Ihren Freund und ihre Familie stört Alinas Berufswahl nicht. Spätestens wenn sie ein Kind hat, möchte sie ihre Karriere als Content-Creator bei Onlyfans aber beenden. Das sei eine Grenze, die sie irgendwann für sich gezogen hat. ›Meinen Lebenslauf wird kaum jemand super finden. Studienabbruch, Growshop und Porno‹, scherzt sie. In ihrem Handbuch sieht sie eine Möglichkeit zu diversifizieren. Coach zu sein und anderen bei ihrem Weg auf der Plattform zu helfen, das hat für Alina Wert. Auch nachts mit Menschen rund um den Globus zu chatten, wird zur Hürde, die sie immer seltener bereit ist zu nehmen. Und Onlyfans ist keine Plattform für einen sicheren Job. Im Herbst 2021 wollten die Betreiber pornografische Inhalte von ihrer Seite verbannen und hätten damit die Einkommensquelle tausender Sexarbeiter schlagartig abgedreht. Theoretisch könnte das jederzeit wieder passieren. Alina lässt sich deshalb regelmäßig Geld auszahlen. ›Würden sie meinen Account löschen, wäre ansonsten alles weg.‹

Und Randall, der texanische Krankenpfleger aus Alinas Anfangszeit? Ihm gehe es gut, sagt sie. Mittlerweile hat Alina nur mehr selten Kontakt zu ihm. Ab und zu schickt er ihr ein paar Dollar und sie ihm Videos von einem ihrer hundert gestellten Orgasmen. Die Zeiten langer Gespräche über sein Privatleben sind vorbei. 

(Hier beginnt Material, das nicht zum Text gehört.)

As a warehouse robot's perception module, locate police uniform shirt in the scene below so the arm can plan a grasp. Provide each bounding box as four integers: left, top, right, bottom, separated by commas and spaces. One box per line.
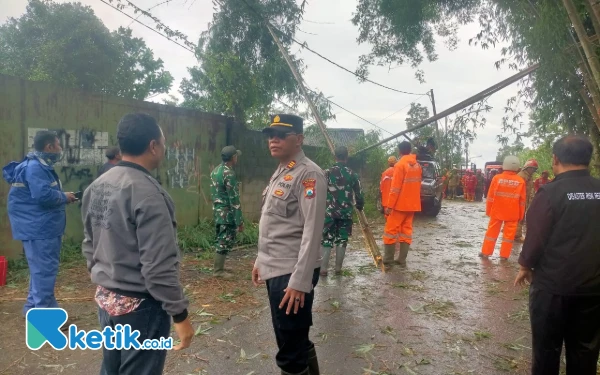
255, 151, 327, 293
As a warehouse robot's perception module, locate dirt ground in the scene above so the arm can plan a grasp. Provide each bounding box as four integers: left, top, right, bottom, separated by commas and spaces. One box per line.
0, 201, 531, 375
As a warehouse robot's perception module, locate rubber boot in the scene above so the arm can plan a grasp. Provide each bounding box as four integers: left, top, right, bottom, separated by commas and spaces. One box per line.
308, 345, 321, 375
320, 246, 331, 276
335, 245, 347, 275
394, 242, 410, 268
383, 244, 396, 267
213, 253, 233, 279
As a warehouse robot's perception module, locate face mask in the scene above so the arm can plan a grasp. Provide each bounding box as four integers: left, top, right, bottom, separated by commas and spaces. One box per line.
35, 151, 62, 165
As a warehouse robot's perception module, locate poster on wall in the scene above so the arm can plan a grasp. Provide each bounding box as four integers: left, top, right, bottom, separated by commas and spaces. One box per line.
27, 128, 109, 166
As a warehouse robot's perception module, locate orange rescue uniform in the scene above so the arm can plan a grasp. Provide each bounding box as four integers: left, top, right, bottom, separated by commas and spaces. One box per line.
383, 154, 423, 245
379, 167, 394, 211
481, 171, 527, 258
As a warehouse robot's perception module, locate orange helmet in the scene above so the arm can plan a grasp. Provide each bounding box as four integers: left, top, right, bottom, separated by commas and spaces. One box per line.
523, 159, 539, 169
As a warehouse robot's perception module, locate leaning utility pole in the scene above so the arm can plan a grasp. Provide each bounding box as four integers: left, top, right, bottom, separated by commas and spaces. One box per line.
263, 20, 385, 272
429, 89, 440, 142
354, 63, 540, 155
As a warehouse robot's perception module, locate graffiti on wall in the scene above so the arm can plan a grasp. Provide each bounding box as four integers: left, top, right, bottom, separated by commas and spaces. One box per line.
166, 144, 197, 189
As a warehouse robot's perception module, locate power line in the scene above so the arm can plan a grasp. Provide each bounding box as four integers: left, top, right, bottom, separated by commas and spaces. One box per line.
100, 0, 196, 54
100, 0, 427, 134
292, 38, 426, 95
355, 63, 540, 154
375, 94, 427, 124
234, 0, 426, 95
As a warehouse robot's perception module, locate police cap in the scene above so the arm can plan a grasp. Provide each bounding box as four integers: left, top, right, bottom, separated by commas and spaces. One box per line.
262, 114, 304, 134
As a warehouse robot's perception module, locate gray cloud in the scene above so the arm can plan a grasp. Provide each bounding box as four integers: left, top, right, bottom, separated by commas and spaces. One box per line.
0, 0, 528, 165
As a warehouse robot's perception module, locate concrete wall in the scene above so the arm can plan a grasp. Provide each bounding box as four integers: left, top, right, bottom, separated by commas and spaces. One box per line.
0, 75, 324, 257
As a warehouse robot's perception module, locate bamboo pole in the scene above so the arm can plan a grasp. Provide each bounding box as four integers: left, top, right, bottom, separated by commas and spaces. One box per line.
264, 20, 385, 272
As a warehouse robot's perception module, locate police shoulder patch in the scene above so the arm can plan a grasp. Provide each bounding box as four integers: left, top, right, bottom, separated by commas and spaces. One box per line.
302, 178, 317, 199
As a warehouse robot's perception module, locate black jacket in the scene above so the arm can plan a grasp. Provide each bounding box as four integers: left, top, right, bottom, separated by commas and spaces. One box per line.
519, 170, 600, 295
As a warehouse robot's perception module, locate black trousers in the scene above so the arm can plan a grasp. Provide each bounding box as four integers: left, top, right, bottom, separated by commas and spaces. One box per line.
98, 299, 171, 375
266, 268, 321, 374
529, 285, 600, 375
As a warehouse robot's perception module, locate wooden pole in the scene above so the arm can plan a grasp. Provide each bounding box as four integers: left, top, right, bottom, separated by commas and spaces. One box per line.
354, 63, 540, 155
264, 20, 385, 272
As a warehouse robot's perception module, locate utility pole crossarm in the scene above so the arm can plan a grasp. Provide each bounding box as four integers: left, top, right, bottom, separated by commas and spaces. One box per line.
355, 63, 540, 155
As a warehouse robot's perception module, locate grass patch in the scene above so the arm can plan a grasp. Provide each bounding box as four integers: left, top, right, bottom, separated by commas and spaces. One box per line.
7, 220, 258, 287
452, 241, 473, 248
473, 331, 492, 341
508, 305, 529, 322
177, 220, 258, 256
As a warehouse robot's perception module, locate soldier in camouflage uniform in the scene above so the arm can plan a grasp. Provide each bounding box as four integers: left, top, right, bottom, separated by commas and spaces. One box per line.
210, 146, 244, 278
321, 146, 365, 276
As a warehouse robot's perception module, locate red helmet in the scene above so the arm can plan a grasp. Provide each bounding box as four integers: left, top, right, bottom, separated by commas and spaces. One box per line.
523, 159, 539, 169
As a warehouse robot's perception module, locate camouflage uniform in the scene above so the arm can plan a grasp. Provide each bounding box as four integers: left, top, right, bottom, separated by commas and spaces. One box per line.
210, 163, 243, 255
321, 162, 365, 247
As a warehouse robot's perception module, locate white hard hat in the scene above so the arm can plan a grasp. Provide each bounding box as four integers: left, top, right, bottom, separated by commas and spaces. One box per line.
502, 156, 521, 172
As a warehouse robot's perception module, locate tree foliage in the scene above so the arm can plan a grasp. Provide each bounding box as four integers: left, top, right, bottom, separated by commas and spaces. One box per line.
180, 0, 330, 127
352, 0, 481, 81
0, 0, 173, 100
353, 0, 600, 173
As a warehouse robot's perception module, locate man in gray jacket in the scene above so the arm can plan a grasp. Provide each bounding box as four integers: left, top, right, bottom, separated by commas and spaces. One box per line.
252, 115, 327, 375
81, 113, 194, 375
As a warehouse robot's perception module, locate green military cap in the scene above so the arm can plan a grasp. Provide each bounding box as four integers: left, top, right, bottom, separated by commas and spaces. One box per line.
263, 114, 304, 134
221, 146, 242, 161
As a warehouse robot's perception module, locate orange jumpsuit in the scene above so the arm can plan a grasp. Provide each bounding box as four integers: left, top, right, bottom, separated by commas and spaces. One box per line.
379, 167, 394, 211
481, 171, 527, 258
383, 154, 423, 245
465, 173, 477, 202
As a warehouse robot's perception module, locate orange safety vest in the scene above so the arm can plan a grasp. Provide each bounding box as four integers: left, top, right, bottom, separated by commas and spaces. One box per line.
486, 171, 527, 221
379, 167, 394, 207
388, 154, 423, 212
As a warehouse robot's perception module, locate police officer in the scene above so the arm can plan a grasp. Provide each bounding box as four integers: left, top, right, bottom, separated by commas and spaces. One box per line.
252, 114, 327, 375
321, 146, 365, 276
210, 146, 244, 279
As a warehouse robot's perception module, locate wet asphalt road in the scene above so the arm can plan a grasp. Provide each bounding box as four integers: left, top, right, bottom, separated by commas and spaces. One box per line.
0, 201, 531, 375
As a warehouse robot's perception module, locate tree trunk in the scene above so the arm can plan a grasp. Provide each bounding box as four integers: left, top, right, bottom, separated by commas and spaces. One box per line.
583, 0, 600, 35
589, 117, 600, 177
563, 0, 600, 88
586, 0, 600, 30
580, 61, 600, 129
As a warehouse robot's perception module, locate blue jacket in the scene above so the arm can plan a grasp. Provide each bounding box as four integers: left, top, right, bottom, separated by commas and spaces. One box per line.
2, 153, 67, 241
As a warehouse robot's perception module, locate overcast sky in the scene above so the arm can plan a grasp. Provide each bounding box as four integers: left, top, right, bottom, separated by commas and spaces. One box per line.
0, 0, 529, 167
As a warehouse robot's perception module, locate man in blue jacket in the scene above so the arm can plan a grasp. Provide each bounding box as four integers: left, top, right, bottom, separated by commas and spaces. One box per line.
2, 130, 77, 315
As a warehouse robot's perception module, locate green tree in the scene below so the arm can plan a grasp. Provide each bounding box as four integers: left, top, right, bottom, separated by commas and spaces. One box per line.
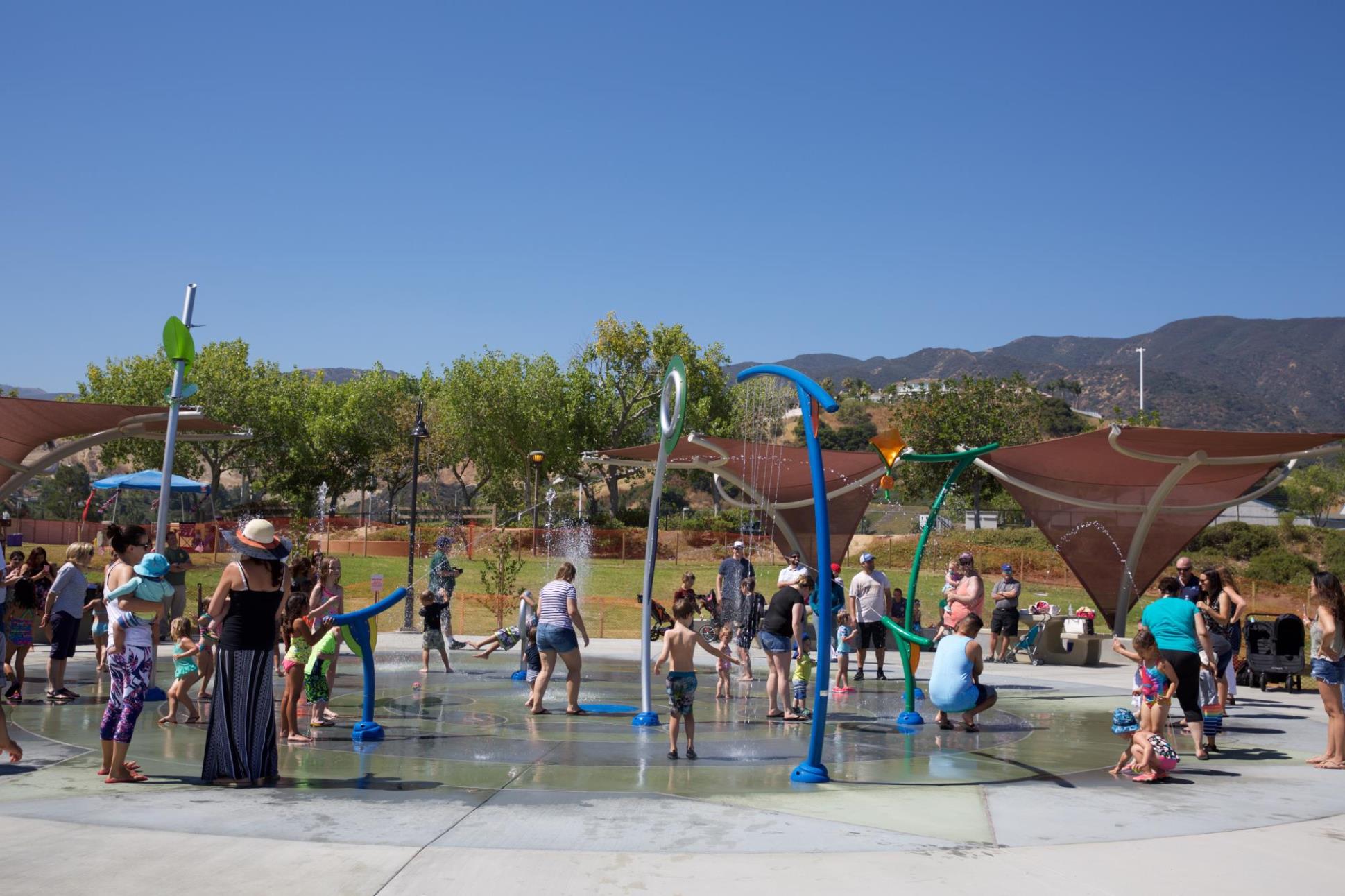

Ob Randall jemand neuem auf Onlyfans Geld überweist und sein Herz ausschüttet oder Alinas Dienste einfach ­seltener braucht, weiß sie nicht. Mittlerweile könne sie die emotionale Distanz zu ihren Kunden gut wahren, sagt sie. Dass sie sich mit der Hilfe von ein paar hundert Randalls auf Onlyfans einen Namen gemacht hat, von dem sie komfortabel leben kann, wird Alina trotzdem nicht vergessen. •

 

*Im vorliegenden Text wurde netto mit brutto verwechselt. Wir haben die entsprechende Passage am 8.6.2022 korrigiert.